Le 4 décembre, des opposantes à la vaccination et des négationnistes du Covid ont semé le trouble dans la capitale. Les quelques agents de police de quartier s’attendaient à accompagner à nouveau les « mamans yoga » de la Marche blanche. Le gouvernement a identifié un nouveau variant du Covid : « La polarisation d’une partie de notre société, Monsieur le Président, est un virus », a déploré le Premier ministre Xavier Bettel trois jours plus tard à la Chambre. C’est pourquoi le gouvernement et le Parlement doivent « élaborer un plan commun visant à lutter contre la polarisation et la radicalisation ».
Les émeutiers y avaient pris goût. Mais le week-end suivant, les « ninjas » de la police ont défendu leur monopole de la force. Xavier Bettel a lancé cette menace sur Facebook : Face à la « polarisation et à la radicalisation », on allait « élaborer, avec le soutien d’experts nationaux et étrangers, un plan d’action pour venir à bout de ce problème ».
Le DP, le LSAP et les Verts remettent en cause l’efficacité de la démocratie. Ils la complètent par des techniques sociales. En 2016, ils ont décidé de créer trois nouvelles institutions : la matière scolaire libérale « Vie et société » remplace l’enseignement religieux conservateur. Elle vise à diffuser une vision culturaliste de la société. Le Centre d’éducation politique s’inspire de l’Agence fédérale allemande pour l’éducation politique. Celle-ci avait pour mission de dénazifier les Allemands. Respect.lu a été fondé sur le modèle d’institutions étrangères dédiées à la « déradicalisation ». Cela ressemble à « dératisation ».
Avant la guerre, le DP s’appelait notamment « Parti radical ». En tant que Parti libéral radical, il a fait partie du gouvernement de 1932 à 1938. Le terme « radical » était alors synonyme de « fondamental », « droit » et « inébranlable ». C’est ainsi qu’il a mis en évidence le conflit d’intérêts entre la classe moyenne et les magnats de l’industrie.
Aujourd’hui, une nouvelle topographie s’impose : sur un segment de droite, il existe un centre « m » où tous les partis se bousculent.
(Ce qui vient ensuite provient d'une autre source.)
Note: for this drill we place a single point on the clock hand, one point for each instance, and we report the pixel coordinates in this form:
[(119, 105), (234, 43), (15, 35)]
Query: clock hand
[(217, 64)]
Le « m » symbolise l’économie de marché, les droits de l’homme et le tri des déchets. Quiconque s’écarte légèrement du centre libéral est taxé de populisme. Quiconque s’en éloigne davantage est diabolisé comme radical. Cette construction symétrique a pour but de mettre la gauche et la droite dans le même sac. Aux côtés des fanatiques religieux, que l’on n’appelle plus ainsi, mais « radicalisés ».
Une nouvelle ampleur et une nouvelle gravité de la situation rendent désormais nécessaire l’élaboration d’un plan d’action. Le ministre de la Sécurité intérieure de l’époque, Étienne Schneider, avait estimé le 10 janvier 2015 sur RTL : « On aurait deux poignées de personnes qui présentent un risque de radicalisation. » Au lieu de deux poignées, le Premier ministre Bettel considère peut-être qu’une centaine, voire plus, parmi les milliers de manifestants anti-vaccins sont radicaux. Les opposants à la vaccination et les négationnistes du coronavirus ne sont pas des musulmans relégués en marge de la société. Ce sont des chrétiens et des végétaliens issus du cœur de la société.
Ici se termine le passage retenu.